Let's start with your project: 

Are you a data scientist? 

I think you are an awesome a data scientist.

### **Problem** 
**Our goal is to create a predictive model that can answer the following question:**

**What kind of people had a better chance of surviving?**

**Data about passengers:**
*   Name
*   Age
*   Gender.


## Build Spark Session

In [2]:
import warnings
warnings.filterwarnings("ignore")

import findspark
findspark.init()
import pyspark
from pyspark.sql import SparkSession
from pyspark.sql.types import *
import pyspark.sql.functions as F

spark = SparkSession.builder.appName('Titanic_Survival_Predection').getOrCreate()
spark

21/11/01 08:27:02 WARN Utils: Your hostname, TheDragon resolves to a loopback address: 127.0.1.1; using 192.168.1.4 instead (on interface wlo1)
21/11/01 08:27:02 WARN Utils: Set SPARK_LOCAL_IP if you need to bind to another address
21/11/01 08:27:04 WARN NativeCodeLoader: Unable to load native-hadoop library for your platform... using builtin-java classes where applicable
Using Spark's default log4j profile: org/apache/spark/log4j-defaults.properties
Setting default log level to "WARN".
To adjust logging level use sc.setLogLevel(newLevel).
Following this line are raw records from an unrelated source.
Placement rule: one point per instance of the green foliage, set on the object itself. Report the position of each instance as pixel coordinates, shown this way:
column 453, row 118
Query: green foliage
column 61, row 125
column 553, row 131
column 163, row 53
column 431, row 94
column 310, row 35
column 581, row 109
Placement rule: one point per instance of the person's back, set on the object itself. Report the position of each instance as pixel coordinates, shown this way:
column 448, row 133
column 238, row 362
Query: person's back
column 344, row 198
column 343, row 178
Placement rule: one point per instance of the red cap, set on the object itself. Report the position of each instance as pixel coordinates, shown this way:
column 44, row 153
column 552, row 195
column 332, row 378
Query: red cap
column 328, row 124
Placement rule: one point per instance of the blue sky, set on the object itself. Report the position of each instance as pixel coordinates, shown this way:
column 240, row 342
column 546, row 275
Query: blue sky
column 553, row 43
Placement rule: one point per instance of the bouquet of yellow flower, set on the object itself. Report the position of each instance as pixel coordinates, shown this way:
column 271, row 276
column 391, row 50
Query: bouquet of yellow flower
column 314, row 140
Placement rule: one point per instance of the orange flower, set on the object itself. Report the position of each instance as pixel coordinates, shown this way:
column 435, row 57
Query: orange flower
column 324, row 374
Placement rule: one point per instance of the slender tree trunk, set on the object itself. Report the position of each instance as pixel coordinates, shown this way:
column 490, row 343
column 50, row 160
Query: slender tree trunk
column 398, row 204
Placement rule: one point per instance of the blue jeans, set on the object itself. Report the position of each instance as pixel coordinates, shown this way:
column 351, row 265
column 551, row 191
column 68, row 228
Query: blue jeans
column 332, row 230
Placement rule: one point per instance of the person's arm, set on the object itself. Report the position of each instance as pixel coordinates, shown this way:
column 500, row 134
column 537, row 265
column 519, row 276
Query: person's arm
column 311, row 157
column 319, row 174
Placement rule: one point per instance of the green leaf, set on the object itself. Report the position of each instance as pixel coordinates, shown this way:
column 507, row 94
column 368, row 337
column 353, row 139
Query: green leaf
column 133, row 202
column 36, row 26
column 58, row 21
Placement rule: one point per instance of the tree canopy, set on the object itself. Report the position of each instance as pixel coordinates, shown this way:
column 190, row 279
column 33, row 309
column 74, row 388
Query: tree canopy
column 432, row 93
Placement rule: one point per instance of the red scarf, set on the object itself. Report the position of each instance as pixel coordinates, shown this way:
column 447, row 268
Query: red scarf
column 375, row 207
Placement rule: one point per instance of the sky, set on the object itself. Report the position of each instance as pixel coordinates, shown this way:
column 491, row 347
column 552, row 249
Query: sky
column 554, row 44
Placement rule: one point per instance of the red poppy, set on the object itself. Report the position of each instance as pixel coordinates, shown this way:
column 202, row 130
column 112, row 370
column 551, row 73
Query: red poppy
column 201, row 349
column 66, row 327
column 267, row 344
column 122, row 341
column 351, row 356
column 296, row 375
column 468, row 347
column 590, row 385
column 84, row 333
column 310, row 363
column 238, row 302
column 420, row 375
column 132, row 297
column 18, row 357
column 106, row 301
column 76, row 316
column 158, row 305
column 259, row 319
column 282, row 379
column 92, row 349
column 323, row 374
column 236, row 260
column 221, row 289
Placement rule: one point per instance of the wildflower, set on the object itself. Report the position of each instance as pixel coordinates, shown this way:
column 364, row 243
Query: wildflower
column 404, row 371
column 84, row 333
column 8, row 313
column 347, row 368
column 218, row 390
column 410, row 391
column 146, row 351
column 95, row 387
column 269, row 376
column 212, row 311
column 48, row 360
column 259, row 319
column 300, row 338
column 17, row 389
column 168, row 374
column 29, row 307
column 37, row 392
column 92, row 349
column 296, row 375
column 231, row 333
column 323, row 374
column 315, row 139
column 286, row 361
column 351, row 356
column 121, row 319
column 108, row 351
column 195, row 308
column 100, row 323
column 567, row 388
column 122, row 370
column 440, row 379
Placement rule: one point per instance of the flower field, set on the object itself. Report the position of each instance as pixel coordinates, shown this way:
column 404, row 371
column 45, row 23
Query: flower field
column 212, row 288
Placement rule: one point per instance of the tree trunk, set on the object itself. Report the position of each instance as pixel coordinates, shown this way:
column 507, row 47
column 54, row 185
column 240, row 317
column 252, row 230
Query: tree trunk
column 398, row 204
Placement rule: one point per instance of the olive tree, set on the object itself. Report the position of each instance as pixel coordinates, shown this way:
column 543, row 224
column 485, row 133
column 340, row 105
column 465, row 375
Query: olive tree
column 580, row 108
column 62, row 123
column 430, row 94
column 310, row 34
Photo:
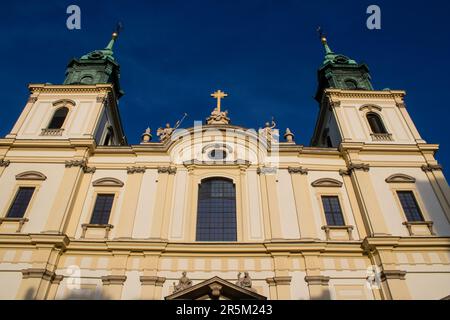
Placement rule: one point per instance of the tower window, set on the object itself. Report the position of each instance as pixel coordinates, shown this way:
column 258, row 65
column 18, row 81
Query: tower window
column 333, row 211
column 409, row 205
column 102, row 209
column 21, row 202
column 216, row 212
column 58, row 118
column 376, row 124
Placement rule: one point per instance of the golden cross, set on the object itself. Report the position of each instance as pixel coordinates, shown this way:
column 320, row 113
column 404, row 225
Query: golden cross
column 219, row 95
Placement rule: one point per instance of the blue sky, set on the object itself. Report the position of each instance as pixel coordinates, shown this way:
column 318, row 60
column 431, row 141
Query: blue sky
column 264, row 53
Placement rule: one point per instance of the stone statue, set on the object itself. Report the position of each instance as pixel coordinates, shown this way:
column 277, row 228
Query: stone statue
column 146, row 136
column 289, row 136
column 164, row 133
column 183, row 283
column 245, row 281
column 268, row 130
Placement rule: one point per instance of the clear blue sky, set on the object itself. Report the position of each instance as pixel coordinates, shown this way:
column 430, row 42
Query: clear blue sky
column 265, row 54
For SparkR, use setLogLevel(newLevel).


In [3]:
from pyspark.ml.feature import VectorAssembler # Transformer
from pyspark.ml.classification import RandomForestClassifier # Estimator
from pyspark.ml import Pipeline
from pyspark.ml.feature import StringIndexer, OneHotEncoder
from pyspark.ml.evaluation import MulticlassClassificationEvaluator

## Data Loading


You have two datasets: 
* Train  
* Test.

Read two datasets: 
* Train
* Test.



In [4]:
trainDF = spark.read.csv('./train.csv', header=True, inferSchema=True)
testDF = spark.read.csv('./test.csv', header=True, inferSchema=True)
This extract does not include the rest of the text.